It’s now official: Prop 16 is toast.
With 87 percent of the election results in, Prop 16 was losing, 52.6 percent “no” to 47.4 percent “yes.”
Yes, that’s the measure that the state’s most powerful utility company, Pacific Gas & Electric Co., just sunk a record-breaking $46 million into.
On election night, victory belonged to a small, brainy group of under-funded green-power activists, filmmakers, bloggers, and attorneys who put their hearts and souls into beating PG&E’s measure. The measure was designed to destroy municipal energy programs that offer an opportunity to depart from PG&E with greener power. Sup. Ross Mirkarimi was a vocal opponent of Prop 16, and the chief supporter of San Francisco’s community choice aggregation program.
Not long after Mirkarimi made an entrance at the Otis Lounge in San Francisco, where opponents of Proposition 16 were glued to computer screens watching election results roll in, the green “Yes” box displayed on the voting results website turned to a “No.”

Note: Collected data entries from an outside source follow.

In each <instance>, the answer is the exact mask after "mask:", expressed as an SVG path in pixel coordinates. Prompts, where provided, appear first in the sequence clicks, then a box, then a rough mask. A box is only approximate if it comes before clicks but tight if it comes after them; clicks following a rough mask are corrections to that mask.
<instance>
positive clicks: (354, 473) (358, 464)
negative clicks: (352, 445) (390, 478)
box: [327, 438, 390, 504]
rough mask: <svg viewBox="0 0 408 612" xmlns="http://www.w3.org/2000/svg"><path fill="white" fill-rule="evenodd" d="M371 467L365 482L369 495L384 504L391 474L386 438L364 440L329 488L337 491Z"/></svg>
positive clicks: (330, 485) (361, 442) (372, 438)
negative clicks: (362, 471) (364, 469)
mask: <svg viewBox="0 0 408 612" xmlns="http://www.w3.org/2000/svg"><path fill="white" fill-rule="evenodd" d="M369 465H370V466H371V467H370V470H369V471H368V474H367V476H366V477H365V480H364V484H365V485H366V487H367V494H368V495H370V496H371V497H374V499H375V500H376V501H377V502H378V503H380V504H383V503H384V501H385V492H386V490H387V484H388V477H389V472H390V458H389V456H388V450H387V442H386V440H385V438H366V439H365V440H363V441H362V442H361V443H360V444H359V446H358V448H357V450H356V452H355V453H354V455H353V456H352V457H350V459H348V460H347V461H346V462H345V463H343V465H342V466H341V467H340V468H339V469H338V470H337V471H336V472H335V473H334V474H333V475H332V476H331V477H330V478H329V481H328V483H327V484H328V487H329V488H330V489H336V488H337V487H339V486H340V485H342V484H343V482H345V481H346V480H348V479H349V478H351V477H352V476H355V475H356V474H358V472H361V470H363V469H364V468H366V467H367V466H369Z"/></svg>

“We’re winning!” Someone shouted. A cheer arose, and hands shot into the air. Mirkarimi’s face broke into a beaming grin. Public power advocates Eric Brooks, Bruce Wolfe, and Paul Fenn stood nearby, along with Dave Room of the Local Clean Energy Alliance and Ben Zolno, a blogger who created YouTube videos against Prop 16.
Matt Freedman, of The Utility Reform Network (TURN), was perched with a computer on his lap for the duration of the night, and his co-workers, including TURN executive director Mark Toney, clustered around and watched, eyes wide and faces lit up, as things started trending in their favor.
“PG&E has one thing, and one thing only on their side, which is money,” Toney said early in the night, when the numbers were close, but still too early to tell. “The fact that we’re so close is amazing, given that they’ve outspent us 500 to 1.”
State Sen. Mark Leno, an outspoken opponent of Prop 16, made an appearance early in the night, then returned later as things swung in the favor of the opponents.
“I think [Prop 16] represents the epidemic of corporate greed that is so challenging in this country right now, whether it’s banking or the oil industry,” Leno said. “I think a victory tonight would really speak to Calfornia voters rebuking the lies and the deceit” spread by PG&E.
As the results grew stronger in their favor, opponents went into celebration mode.
A little after 1 a.m., the exuberant crew took an impromptu stroll to San Francisco’s PG&E headquarters on Beale Street.
Banners adorned PG&E’s fortress-like building. Printed on them was the slogan, “We can do this.”
Note: This post has been updated from an original version.